Comparison of Immunogenicity and Reactogenicity of INFANRIX™ HEXA and HEXAVAC™ Vaccines as a Primary Vaccination Course

GlaxoSmithKline (GSK)

Status and phase

Completed

Phase 4

Conditions

Poliomyelitis

Haemophilus Influenzae Type b

Diphtheria

Tetanus

Hepatitis B

Acellular Pertussis

Treatments

Biological: DTPa-HBV-IPV-Hib vaccine (HEXAVAC™)
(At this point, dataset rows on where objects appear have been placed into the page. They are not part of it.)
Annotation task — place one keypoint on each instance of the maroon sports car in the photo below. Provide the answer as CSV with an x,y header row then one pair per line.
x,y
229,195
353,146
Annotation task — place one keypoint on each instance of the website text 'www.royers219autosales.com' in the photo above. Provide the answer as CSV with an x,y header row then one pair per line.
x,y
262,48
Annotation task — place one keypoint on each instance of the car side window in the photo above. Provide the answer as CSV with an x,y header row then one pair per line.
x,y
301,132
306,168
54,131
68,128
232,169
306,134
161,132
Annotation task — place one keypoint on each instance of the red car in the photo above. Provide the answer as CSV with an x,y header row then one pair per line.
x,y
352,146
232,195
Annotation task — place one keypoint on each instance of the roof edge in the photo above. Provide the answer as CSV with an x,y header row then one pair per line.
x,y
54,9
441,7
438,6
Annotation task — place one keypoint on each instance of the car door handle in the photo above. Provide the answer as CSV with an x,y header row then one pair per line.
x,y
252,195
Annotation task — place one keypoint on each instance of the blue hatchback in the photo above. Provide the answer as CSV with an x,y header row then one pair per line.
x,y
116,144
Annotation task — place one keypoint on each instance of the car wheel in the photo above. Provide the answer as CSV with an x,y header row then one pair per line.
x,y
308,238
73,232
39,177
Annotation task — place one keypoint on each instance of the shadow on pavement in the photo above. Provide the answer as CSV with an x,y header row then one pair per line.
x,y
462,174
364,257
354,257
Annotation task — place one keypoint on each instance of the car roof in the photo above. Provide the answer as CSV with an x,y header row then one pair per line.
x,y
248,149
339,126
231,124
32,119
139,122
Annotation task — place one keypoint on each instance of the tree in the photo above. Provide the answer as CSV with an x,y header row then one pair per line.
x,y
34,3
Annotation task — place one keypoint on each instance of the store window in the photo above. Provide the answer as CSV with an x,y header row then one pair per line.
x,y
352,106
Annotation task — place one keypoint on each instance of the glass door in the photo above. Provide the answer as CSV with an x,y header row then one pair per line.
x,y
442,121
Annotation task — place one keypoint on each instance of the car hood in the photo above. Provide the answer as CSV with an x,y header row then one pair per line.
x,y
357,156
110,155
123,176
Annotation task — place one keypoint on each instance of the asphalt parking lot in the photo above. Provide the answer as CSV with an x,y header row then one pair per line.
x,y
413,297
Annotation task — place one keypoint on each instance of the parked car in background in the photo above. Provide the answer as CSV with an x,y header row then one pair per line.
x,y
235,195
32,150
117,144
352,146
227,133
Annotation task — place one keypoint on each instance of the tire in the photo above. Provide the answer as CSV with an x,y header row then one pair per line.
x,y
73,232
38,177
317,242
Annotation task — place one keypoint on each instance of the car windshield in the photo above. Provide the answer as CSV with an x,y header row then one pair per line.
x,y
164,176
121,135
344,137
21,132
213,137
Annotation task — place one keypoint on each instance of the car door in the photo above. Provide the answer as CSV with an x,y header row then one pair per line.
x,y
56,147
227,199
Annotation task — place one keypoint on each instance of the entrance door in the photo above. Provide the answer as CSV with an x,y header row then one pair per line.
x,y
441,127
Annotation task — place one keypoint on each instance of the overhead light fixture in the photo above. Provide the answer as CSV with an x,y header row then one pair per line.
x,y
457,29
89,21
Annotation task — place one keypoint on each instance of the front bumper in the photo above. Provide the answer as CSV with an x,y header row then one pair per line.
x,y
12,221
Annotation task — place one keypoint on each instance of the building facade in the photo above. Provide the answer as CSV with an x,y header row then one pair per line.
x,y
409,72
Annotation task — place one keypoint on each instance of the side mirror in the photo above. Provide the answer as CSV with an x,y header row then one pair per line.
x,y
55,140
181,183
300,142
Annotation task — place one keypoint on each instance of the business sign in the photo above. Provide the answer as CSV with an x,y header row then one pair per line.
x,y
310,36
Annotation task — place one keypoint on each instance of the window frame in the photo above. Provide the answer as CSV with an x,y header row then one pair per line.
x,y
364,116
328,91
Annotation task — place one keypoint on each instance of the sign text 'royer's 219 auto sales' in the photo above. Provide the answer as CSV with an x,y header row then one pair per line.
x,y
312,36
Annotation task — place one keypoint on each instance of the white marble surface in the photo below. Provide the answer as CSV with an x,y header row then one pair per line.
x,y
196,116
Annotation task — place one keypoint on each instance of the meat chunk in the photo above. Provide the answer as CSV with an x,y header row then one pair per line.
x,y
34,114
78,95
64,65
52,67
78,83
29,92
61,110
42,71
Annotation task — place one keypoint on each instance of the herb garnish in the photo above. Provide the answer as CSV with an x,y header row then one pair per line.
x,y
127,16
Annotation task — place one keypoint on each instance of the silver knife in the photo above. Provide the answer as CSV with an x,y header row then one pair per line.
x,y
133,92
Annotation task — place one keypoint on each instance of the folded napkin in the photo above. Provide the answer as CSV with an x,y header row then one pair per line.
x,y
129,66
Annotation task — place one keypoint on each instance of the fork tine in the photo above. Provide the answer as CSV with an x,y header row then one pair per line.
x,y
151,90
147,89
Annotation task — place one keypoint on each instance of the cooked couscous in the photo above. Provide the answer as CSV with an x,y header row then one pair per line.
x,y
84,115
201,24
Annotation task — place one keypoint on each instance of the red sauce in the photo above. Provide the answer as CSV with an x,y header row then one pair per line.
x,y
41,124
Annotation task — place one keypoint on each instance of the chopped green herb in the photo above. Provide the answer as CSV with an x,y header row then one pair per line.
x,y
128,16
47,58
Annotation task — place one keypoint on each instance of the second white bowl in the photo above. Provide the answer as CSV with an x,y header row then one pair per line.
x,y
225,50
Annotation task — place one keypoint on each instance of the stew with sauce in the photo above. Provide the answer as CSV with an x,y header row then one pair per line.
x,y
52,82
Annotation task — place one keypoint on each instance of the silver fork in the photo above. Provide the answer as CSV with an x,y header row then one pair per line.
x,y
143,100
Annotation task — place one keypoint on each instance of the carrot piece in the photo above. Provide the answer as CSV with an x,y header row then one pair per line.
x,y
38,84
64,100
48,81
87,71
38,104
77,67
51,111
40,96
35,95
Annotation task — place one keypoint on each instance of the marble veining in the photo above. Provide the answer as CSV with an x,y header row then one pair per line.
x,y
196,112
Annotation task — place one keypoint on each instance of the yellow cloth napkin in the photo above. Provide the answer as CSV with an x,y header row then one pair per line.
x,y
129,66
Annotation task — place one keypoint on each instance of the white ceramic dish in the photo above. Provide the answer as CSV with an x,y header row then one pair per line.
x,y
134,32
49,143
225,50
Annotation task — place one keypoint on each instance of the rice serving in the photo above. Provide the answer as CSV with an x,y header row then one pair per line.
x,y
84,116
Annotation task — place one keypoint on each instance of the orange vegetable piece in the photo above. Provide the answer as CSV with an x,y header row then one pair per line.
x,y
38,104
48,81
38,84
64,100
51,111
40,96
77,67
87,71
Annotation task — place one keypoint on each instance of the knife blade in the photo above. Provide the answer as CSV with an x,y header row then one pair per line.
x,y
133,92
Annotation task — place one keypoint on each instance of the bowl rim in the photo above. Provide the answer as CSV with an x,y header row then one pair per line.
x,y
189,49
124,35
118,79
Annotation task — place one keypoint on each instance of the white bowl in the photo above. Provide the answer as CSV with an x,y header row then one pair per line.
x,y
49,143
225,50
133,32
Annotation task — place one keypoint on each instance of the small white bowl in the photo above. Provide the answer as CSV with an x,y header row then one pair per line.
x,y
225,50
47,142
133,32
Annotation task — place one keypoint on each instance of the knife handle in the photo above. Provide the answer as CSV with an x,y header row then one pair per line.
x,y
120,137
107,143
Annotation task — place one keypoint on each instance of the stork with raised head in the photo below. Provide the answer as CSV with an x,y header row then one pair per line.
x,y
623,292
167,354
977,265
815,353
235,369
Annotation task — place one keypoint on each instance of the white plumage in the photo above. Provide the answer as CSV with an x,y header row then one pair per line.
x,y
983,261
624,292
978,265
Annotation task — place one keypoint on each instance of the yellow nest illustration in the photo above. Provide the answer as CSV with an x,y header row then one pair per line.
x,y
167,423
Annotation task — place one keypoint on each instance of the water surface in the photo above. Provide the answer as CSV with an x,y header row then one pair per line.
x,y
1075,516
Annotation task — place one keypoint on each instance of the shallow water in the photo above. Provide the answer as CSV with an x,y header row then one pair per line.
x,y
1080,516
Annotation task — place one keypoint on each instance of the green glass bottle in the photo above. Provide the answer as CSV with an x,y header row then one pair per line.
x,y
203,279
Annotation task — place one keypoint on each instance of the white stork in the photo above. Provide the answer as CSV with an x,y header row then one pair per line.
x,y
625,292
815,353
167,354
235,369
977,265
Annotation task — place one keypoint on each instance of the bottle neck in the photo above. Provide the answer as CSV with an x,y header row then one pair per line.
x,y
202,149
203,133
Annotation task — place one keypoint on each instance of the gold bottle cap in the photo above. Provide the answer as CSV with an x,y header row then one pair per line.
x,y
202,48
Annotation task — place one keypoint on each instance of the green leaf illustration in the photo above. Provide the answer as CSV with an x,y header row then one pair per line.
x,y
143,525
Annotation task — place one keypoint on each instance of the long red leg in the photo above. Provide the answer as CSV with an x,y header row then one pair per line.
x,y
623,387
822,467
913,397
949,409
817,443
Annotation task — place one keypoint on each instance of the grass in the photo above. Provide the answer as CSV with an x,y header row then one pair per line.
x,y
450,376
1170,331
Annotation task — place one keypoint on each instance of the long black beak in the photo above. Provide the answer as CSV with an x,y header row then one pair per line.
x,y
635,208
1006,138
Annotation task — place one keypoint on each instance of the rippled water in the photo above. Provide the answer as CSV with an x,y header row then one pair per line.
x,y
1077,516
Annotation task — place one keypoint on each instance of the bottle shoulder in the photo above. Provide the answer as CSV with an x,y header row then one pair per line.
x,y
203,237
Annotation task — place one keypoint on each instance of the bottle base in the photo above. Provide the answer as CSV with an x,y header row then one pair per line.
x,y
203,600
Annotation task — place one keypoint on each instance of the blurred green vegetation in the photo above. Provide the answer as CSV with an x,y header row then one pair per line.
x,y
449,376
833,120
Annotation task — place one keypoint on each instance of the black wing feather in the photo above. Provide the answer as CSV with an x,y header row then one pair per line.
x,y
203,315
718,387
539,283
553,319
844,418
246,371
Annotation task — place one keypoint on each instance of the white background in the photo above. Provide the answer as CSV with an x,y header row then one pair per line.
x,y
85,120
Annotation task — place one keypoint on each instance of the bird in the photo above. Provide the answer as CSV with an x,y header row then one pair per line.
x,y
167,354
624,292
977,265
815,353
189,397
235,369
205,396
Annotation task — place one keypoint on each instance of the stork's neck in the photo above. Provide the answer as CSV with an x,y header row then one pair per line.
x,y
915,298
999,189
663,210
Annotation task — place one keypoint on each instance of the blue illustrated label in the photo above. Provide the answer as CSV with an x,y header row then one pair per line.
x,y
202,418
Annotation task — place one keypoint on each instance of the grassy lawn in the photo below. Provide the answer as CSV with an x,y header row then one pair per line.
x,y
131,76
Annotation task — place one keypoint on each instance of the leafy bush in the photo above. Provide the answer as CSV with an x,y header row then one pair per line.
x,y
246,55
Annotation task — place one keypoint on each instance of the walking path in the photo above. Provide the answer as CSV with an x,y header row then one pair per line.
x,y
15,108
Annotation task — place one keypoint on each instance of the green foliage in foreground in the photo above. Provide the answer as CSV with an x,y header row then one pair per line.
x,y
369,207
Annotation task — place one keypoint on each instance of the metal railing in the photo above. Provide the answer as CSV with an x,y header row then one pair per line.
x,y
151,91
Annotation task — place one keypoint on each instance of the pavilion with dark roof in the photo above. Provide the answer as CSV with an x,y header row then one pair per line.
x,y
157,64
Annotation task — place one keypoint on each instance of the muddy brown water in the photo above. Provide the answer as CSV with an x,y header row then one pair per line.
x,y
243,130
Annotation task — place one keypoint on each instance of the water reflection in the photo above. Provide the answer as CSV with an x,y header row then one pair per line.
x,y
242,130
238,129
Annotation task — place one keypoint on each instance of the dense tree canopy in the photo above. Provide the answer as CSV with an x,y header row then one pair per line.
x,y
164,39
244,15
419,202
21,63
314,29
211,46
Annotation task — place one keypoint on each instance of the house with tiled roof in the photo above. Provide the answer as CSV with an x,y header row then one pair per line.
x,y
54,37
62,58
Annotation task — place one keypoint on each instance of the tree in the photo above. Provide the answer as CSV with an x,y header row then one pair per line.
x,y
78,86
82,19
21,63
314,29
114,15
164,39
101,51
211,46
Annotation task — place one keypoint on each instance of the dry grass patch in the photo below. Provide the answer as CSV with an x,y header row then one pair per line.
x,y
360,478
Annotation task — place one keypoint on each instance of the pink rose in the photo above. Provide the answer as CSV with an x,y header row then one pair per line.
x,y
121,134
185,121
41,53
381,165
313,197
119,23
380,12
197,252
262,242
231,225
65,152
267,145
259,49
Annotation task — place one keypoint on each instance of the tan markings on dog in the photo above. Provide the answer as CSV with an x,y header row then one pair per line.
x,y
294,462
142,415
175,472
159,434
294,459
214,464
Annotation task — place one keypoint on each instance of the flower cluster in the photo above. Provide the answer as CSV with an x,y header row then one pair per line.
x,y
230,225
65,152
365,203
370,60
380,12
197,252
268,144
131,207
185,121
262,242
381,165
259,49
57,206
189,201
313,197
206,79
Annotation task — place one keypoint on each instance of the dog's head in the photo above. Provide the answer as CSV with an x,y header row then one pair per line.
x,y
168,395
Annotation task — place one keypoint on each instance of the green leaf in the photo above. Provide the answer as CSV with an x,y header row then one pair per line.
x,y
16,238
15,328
Biological: DTPa-HBV-IPV/Hib Vaccine (INFANRIX™ HEXA)

Study type

Interventional

Funder types

Industry

Identifiers

NCT01457547

217744/094

Details and patient eligibility

About

The study will compare the immunogenicity and the reactogenicity of INFANRIX™ HEXA and HEXAVAC™ vaccines in a 3, 5 and 11 - 12 month vaccination schedule.

Enrollment

494 patients

Sex

All

Ages

8 to 15 weeks old

Volunteers

Accepts Healthy Volunteers

Inclusion criteria

A healthy male or female subject between 8 and 15 weeks of age at the time of the first vaccination.
Written informed consent obtained from the parent or guardian of the subject prior to the study entry.
Free of obvious health problems as established by medical history and clinical examination before entering into the study.
Born after a normal gestation period between 36 and 42 weeks.

Exclusion criteria

Use of any investigational or non-registered drug or vaccine other than the study vaccine within 30 days preceding the administration of the study vaccine, or planned use during the study period.
Evidence of previous or intercurrent diphtheria, tetanus, pertussis, polio, hepatitis B and/or Hib vaccination or disease.
Planned administration of a vaccine not foreseen by the study protocol since birth and during the period starting 30 days before the administration of the first dose and ending 30 days after the last dose of the three-dose primary vaccination course, with the exception of licensed Neisseria meningitides conjugate vaccines or Bacillus Calmette-Guérin (BCG) vaccine that can be given in between study visits or after the third visit, provided they are given preferably with a 4 weeks interval but not less than 3 weeks apart from the study vaccine doses.
Chronic administration or planned administration of immuno-suppressants or other immune-modifying drugs since birth.
Planned administration of immunoglobulins and/or any blood products since birth or planned administration during the period up to 30 days after the third dose of the primary vaccination course.
Any confirmed or suspected immunosuppressive or immunodeficient condition, including human immunodeficiency virus (HIV) infection.
History of seizures, progressive neurological disease or intra-cerebral haemorrhage.
Major congenital defects or serious chronic illness.
Acute febrile illness at the time of planned vaccination
History of allergic disease or reactions likely to be exacerbated by any component of the study vaccine.